URL: https://github.com/lh3/seqtk

Example

This wrapper can be used in the following way:

rule seqtk_mergepe:
    input:
        r1="{sample}.1.fastq.gz",
        r2="{sample}.2.fastq.gz",
    output:
        merged="{sample}.merged.fastq.gz",
    params:
        compress_lvl=9,
    log:
        "logs/seqtk_mergepe/{sample}.log",
    threads: 2
    wrapper:
        "v1.2.0/bio/seqtk/mergepe"

Note that input, output and log file paths can be chosen freely.

When running with

snakemake --use-conda

the software dependencies will be automatically deployed into an isolated environment before execution.

Software dependencies

  • seqtk=1.3
  • pigz=2.3

Input/Output

Input:

  • paired fastq files - can be compressed in gzip format (*.gz).

Output:

  • a single, interleaved FASTA/Q file. By default, the output will be compressed, use the param compress_lvl to change this.

Params

  • compress_lvl: Regulate the speed of compression using the specified digit, where 1 indicates the fastest compression method (less compression) and 9 indicates the slowest compression method (best compression). 0 is no compression. 11 gives a few percent better compression at a severe cost in execution time, using the zopfli algorithm. The default is 6.

Notes

Multiple threads can be used during compression of the output file with pigz.

Authors

  • Michael Hall

Code

"""Snakemake wrapper for interleaving reads from paired FASTA/Q files using seqtk."""

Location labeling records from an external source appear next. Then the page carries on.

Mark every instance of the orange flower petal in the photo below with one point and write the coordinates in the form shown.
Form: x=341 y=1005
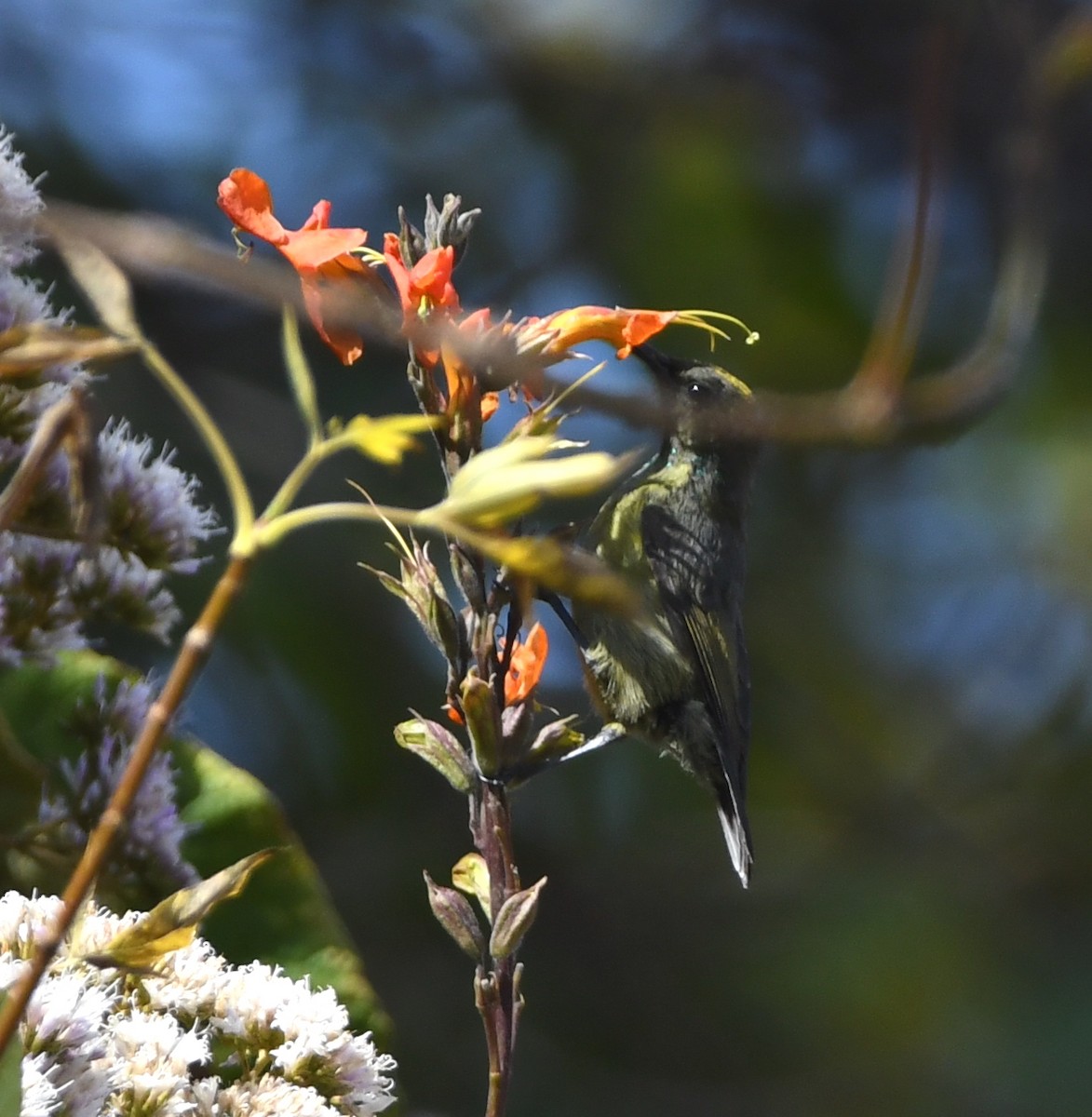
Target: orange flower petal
x=319 y=254
x=246 y=199
x=347 y=345
x=489 y=403
x=621 y=328
x=525 y=668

__author__ = "Michael Hall"
__copyright__ = "Copyright 2021, Michael Hall"
__email__ = "michael@mbh.sh"
__license__ = "MIT"

from snakemake.shell import shell

log = snakemake.log_fmt_shell(stdout=False, stderr=True, append=False)
compress_lvl = int(snakemake.params.get("compress_lvl", 6))

shell(
    "(seqtk mergepe {snakemake.input} "
    "| pigz -{compress_lvl} -c -p {snakemake.threads}) > {snakemake.output} {log}"
)